本発表で勝畑氏は、アズハル出身のエジプト人イスラーム学者であるハーリド・ムハンマド・ハーリドとユースフ・アル=カラダーウィーが抱いていた民主主義思想の比較対照を通じ、「イスラーム主義」と「世俗主義」など本研究会の核となる概念の再検討を行った。アル=カラダーウィー(1926年~)は、中道派として知られる著名なイスラーム学者である。学生時代にハサン・アル=バンナーの思想に薫陶し、ムスリム同胞団の活動に参加し始めたものの、1949年の逮捕・投獄後は一線を画している。1970年代より活動の拠点をカタールに移し、近年はインターネットやテレビの衛星放送を利用したファトワー相談などを通じ、一般信徒のイスラーム教育に尽力している。一方、ハーリド(1920~1996)もカラダーウィーと同様にイスラーム法学部の出身であるものの、1950年にデビュー作の『われらここより始めなん (Min Huna ... Nabda’u)』を刊行して以来、「世俗主義」に傾倒した思想家として知られるようになった。社会主義や政教分離を掲揚する著作を多く発表したことからナセル大統領に大変気に入られたが、ハーリド自身はナセルの圧政を痛烈に批判し、民主主義政権の樹立の必要性を主張したという。1967年以降、エジプトの左派系知識人の多くが社会主義からイスラーム主義に転向したように、ハーリドも1981年に『イスラームにおける国家(al-Dawla fi al-Islam)』を発表した際に、自身の処女作での見解を撤回し、民主主義を実践する「国家こそが『イスラーム国家』であり、憲法はクルアーンである」とし、イスラームと民主主義の精神は矛盾しない点を強調した。
これまでの現代イスラーム思想研究において、この二人の思想は、「世俗主義」と「イスラーム主義」として分類されてきた。しかし、勝畑氏はカラダーウィーが自身の著作において、ハーリドの見解に依拠したイスラームと民主主義に関する議論を展開している点を指摘し、先学による二分法的なアプローチの問題性を提起した。また、「シャリーアの意図(maqasid al-shari‘a、『クルアーン』やスンナに明示されていない問題について、法学者が判断を下す際に考慮すべき「法の目的」)」とマスラハ(公共の利益)の位置づけをめぐる議論の考察し、2人の思想的類似性を提示した。ムハンマド・アブドゥに代表される現代的な改革主義的イスラームの文脈において、イジュティハードと同様に、「シャリーアの意図」も積極的に援用する傾向が強まったと言う。ハーリドは『民主主義を守って(Difa‘a ‘an al-Dimqratiya, 1985)』において、シャリーアの意図の実現するためにも、複数政党制や言論の自由を保障する民主主義制度の導入が必須であると論じた。同様に、カラダーウィーも「『シャリーアの意図』たる良きものが民主主義によって実現されるなら、民主主義の受け入れが必要だ」と主張している。よって、先行研究において思想的に相反する立場にあるように位置付けられている2人だが、勝畑氏の精緻なテキスト分析により、民主主義と「シャリーアの意図」の関係性においては非常に類似性の高い議論を展開していることが明らかになった。また、これまでの現代イスラーム思想研究では、カラダーウィーはラシード・リダー(1865-1935)の思想を、ハサン・アル=バンナー(1906-49)とムハンマド・アル=ガザーリー(1917-96)を経由して継承していて、ガザーリーとハーリドは思想的に対立した立場にあると考えられてきた。一方、勝畑氏の研究は、リダーからハーリド、そしてカラダーウィーと現代イスラーム思想の系譜を再考する必要性を提示している。

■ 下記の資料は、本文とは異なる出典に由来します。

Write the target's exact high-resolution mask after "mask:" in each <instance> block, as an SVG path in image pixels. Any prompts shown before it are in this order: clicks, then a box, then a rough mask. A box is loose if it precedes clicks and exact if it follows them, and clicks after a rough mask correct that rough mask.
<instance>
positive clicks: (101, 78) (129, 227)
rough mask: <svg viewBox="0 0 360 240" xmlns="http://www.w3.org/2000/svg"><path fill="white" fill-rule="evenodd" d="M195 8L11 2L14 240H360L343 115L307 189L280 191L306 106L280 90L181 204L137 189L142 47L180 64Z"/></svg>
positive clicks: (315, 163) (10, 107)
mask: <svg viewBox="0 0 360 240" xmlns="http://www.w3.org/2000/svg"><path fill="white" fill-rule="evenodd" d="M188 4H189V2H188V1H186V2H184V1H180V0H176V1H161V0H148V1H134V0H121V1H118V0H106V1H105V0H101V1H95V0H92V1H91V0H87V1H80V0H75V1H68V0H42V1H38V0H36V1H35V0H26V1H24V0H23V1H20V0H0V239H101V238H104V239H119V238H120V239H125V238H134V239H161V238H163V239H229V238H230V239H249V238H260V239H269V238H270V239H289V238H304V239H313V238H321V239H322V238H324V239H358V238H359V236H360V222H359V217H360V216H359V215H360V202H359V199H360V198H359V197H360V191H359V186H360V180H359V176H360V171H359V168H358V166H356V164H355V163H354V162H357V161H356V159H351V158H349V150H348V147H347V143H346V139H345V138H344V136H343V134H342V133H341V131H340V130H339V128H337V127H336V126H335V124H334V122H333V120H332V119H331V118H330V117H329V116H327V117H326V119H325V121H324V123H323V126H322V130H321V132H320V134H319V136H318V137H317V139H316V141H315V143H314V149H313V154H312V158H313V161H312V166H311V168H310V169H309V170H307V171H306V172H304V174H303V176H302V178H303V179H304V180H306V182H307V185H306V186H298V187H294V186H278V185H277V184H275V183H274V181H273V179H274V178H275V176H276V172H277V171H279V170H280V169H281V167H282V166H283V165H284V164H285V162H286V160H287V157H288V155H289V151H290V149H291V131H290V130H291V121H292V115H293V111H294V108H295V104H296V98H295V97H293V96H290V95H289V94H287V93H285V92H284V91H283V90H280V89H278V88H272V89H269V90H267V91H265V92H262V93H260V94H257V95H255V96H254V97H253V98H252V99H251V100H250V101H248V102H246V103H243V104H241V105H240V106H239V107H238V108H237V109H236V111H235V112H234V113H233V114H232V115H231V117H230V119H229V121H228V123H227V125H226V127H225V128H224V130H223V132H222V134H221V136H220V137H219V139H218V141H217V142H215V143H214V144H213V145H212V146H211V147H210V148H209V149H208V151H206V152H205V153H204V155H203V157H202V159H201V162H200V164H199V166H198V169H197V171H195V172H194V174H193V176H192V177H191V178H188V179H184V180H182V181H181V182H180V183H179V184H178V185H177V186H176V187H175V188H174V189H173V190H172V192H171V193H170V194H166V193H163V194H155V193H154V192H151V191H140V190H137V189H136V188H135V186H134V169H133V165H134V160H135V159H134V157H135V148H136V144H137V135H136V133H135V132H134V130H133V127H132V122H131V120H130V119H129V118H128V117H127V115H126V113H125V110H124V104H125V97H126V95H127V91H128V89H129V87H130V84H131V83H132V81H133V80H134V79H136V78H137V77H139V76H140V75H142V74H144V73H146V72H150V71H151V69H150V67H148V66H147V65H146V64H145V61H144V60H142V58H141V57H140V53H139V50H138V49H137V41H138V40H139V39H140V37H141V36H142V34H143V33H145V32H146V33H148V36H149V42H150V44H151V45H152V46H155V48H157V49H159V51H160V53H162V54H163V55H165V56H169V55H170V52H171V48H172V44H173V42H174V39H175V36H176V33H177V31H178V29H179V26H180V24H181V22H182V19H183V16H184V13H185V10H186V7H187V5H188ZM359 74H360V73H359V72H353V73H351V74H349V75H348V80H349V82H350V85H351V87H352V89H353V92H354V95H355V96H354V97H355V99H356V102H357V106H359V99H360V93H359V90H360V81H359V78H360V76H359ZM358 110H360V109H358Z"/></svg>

続いてコメンテーターの飯塚氏が、本報告を現代イスラーム思想研究に位置付けた上で、問題提起を行った。ハーリド・ムハンマド・ハーリドは政教分離を提唱した思想家として1950年代に知名度が高まったものの、これまで包括的な研究がなされてこなかった点を指摘し、勝畑氏の研究の稀少性を強調した。その上で、ハーリドとカラダーウィーの間に思想的類似性が見られるとは言え、各人が誰に対して自身の言説を構築しているのかを、歴史的文脈に注視しながら考察する必要性があるとした。また、イスラーム主義と世俗主義の関係性を論じるに際し、イバーダート(神と人間の関係についての規定)の不変性に対し、可変であるとされるムアーマラート(人間関係についての規定)の可変性の範囲についての見解が法学者によって大きく異なるため、この点に着目して分析することの重要性を指摘した。
他の参加者からも、アリー・アブドゥッラーズィク(1888-1966)とハーリドの関係、ハーリドの民主主義の具体的な内容、文献に記された「思想」と行動の関連性など、多くの質問とコメントが寄せられた。また、エジプトはコプト教徒が多くいることから、ムスリム思想家が掲げるイスラームの語彙を戦略的に援用した「世俗主義」と、コプト教徒や左系知識人が目指す、公的領域におけるイスラームの排除という意味での「世俗主義」の違いについても議論された。現在、エジプトにおいて民主化への期待が高まる中、ハーリドやカラダーウィーの思想を通じ、中東地域の世俗主義とイスラーム主義の特性について再考する有意義な機会となった。